Appellants brought judicial review application in federal court seeking declaration that federal child support guidelines unlawful as not authorized by s. 26.1(2) of Divorce Act. Application judge held that given minor role Federal Court plays in issues under act and breadth of jurisdiction and expertise of provincial superior courts in matters related to divorce and child support, Federal Court was not appropriate forum in which to address validity of guidelines. Federal Court upheld application judge’s decision and appellants’ further appeal dismissed. Provincial superior courts can determine whether guidelines ultra vires and can decline to apply them if doing so is necessary step in resolving matters before them. Judicial review is discretionary; even if applicant makes out case for review on merits, reviewing court retains overriding discretion to refuse relief. Declarations of rights are similarly discretionary. Federal Court judges’ discretion in determining whether judicial review should be undertaken entitled to deference. One of discretionary grounds for refusing to undertake judicial review is that there is adequate alternative. Court should consider suitability and appropriateness of judicial review. Federal Court has discretion to rule on legality of guidelines but it declined to exercise that discretion. Alternative does not need to provide identical procedures or relief to be adequate. Determination of whether guidelines are based, as required to be, on s. 26.1(2) of act, will engage family law expertise in relation to, inter alia, nature and extent of obligation to maintain children and how relative abilities of parents to do so should be assessed, an area of law entrusted to provincial superior courts.
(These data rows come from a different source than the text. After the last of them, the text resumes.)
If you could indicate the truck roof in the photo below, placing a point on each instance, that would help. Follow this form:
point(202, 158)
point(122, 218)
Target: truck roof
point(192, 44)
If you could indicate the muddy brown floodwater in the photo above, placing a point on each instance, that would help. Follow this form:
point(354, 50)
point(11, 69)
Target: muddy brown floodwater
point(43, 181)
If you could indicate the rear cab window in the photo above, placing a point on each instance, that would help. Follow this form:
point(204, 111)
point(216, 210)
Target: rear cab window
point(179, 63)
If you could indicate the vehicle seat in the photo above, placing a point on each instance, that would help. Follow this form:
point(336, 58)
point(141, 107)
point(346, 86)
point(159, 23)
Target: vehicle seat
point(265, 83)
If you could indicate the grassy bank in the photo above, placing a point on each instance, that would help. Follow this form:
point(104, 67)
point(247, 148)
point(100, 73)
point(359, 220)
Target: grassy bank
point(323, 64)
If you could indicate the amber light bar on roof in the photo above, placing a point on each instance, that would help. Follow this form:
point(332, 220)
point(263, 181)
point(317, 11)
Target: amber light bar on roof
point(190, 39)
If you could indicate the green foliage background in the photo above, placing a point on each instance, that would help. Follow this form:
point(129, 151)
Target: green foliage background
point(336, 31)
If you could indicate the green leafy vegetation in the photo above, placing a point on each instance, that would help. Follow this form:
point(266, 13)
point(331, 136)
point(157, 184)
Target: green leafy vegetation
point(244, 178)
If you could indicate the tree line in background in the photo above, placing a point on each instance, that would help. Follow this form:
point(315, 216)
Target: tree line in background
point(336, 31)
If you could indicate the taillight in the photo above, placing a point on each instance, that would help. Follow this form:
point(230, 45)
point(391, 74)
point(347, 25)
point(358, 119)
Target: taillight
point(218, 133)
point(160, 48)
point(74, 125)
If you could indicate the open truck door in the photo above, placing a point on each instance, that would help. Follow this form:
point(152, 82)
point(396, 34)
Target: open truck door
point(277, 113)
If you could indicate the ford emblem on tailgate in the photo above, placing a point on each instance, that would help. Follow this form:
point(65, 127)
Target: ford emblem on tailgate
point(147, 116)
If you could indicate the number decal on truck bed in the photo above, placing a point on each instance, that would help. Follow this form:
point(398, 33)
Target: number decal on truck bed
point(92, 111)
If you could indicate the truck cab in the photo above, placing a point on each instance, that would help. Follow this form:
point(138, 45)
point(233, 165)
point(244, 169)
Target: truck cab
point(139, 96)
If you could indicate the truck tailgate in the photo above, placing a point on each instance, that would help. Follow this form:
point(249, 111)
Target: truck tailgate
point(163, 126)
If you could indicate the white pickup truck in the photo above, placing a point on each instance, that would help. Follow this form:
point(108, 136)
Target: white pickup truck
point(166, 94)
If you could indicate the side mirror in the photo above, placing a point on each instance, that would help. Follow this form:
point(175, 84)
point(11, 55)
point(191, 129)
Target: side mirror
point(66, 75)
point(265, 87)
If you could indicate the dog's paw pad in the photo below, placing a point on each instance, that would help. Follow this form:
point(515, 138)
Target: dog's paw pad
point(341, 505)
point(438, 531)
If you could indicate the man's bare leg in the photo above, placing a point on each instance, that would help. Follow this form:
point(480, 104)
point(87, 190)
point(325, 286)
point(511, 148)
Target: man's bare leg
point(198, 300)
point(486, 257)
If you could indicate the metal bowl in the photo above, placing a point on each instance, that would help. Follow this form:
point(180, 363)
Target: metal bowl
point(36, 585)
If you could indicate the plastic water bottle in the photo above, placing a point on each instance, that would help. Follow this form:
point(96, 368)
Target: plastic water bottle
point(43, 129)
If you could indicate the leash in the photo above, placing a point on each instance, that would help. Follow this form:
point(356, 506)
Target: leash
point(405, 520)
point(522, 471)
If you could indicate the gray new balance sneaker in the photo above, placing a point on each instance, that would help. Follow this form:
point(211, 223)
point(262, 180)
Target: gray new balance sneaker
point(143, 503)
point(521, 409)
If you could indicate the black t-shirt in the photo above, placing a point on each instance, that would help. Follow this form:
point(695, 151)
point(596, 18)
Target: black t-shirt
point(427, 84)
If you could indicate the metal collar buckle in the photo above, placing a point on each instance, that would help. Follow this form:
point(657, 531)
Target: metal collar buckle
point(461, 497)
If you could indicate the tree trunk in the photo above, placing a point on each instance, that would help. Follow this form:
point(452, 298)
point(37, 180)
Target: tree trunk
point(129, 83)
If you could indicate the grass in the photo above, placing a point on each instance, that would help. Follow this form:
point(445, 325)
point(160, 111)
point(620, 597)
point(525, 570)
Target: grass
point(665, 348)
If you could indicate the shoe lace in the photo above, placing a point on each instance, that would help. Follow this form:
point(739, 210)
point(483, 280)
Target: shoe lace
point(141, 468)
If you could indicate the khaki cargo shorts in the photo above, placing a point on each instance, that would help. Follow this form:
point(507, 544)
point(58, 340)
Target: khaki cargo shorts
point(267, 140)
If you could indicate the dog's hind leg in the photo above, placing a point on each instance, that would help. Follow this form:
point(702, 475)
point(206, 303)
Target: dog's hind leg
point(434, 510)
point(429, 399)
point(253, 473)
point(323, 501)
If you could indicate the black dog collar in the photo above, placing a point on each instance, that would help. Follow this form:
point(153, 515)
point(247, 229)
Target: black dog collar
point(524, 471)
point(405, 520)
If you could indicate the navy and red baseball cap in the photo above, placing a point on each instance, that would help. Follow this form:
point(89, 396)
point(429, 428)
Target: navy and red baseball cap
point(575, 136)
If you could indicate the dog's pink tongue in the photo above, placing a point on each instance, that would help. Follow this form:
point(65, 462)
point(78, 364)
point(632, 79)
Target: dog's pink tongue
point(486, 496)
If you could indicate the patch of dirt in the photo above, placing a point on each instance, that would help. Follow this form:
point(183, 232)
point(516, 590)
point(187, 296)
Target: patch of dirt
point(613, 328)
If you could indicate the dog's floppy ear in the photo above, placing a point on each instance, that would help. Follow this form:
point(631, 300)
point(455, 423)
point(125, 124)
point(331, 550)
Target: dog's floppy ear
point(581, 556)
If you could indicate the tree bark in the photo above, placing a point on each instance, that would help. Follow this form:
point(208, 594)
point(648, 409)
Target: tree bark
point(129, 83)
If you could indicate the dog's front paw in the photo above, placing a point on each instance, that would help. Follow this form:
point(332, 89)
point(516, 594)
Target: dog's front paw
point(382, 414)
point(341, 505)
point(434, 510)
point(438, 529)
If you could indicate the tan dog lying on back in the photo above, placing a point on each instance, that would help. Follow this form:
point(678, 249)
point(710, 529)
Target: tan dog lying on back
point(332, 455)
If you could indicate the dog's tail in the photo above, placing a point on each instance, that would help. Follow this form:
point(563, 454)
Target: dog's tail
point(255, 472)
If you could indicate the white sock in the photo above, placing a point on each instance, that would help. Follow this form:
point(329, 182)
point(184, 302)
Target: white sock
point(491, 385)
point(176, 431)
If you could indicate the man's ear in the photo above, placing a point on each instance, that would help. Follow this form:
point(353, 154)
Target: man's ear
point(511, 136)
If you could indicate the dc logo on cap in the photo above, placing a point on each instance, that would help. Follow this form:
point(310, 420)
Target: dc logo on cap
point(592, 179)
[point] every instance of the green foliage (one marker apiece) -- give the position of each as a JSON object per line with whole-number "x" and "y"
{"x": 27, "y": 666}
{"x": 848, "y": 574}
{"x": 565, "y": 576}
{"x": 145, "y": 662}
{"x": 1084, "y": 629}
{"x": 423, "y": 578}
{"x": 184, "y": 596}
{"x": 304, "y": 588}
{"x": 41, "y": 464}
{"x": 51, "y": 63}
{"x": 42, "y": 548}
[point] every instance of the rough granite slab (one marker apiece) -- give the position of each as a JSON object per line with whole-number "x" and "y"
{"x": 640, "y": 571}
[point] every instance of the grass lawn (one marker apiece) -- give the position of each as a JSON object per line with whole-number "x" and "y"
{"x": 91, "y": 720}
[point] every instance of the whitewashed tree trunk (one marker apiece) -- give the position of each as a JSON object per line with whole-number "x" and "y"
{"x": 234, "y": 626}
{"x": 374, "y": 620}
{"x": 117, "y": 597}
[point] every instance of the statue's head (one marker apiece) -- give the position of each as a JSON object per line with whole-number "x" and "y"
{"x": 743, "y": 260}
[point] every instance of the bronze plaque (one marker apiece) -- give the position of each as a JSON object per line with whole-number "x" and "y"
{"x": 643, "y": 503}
It would be curious if legality of central aspect of regime were determined by federal courts which have virtually no jurisdiction with respect to family law matters. In addition, ruling in Federal Court would not be binding on provincial superior courts. Judicial review proceedings exclude direct adversarial participation; adjudicating issue in context of act or child support proceedings would ensure full participation of parties. Judicial review in Federal Court is manifestly inappropriate; provincial superior courts have jurisdiction to address validity of guidelines where doing so is necessary step in resolving case otherwise properly before them.
Strickland v. Canada (Attorney General) (Jul. 9, 2015, S.C.C., McLachlin C.J.C., Abella J., Rothstein J., Cromwell J., Moldaver J., Karakatsanis J., Wagner J., Gascon J., and Côté J., File No. 35808) Decision at 244 A.C.W.S. (3d) 341 was affirmed. 254 A.C.W.S. (3d) 838.

Taxation

INCOME TAX

Taxpayer had predominant intention to make profit

Taxpayer had been sports journalist who had written sports blogs as part of his employment. After taxpayer’s employment ended in 2011, he started his own sports blog on professional website with view to obtaining advertisement revenue from sponsors. Taxpayer continued to travel to sports team’s games and deducted travel expenses. Taxpayer claimed no gross income and business loss of $26,540 in 2011, and gross income of $7,500 but net business loss of $33,366 in 2012. Minister of National Revenue denied taxpayer’s business losses on ground that taxpayer did not conduct any business activities. Taxpayer appealed. Appeals allowed. While there was commercial aspect of taxpayer’s venture, there was also personal element for sports fan to travel to watch sports team play and blog about it. Taxpayer had over 20 years’ experience as sportswriter but no experience in selling advertising or running media business. Taxpayer did nothing to solicit sponsors but was able to obtain one sponsor. While taxpayer’s intended course of action was poor business judgment, it was not so devoid of commercial reasoning to conclude venture was personal. Taxpayer did not provide evidence to assess venture’s capability to make profit. Given early stage of venture, it was found to go beyond hobby. Taxpayer had predominant intention to make profit and behaved in reasonable businesslike manner to pursue that end, while in start-up phase.
Berger v. R. (Jun. 19, 2015, T.C.C. [Informal Procedure], Campbell J. Miller J., File No. 2014-4251(IT)I) 254 A.C.W.S. (3d) 232.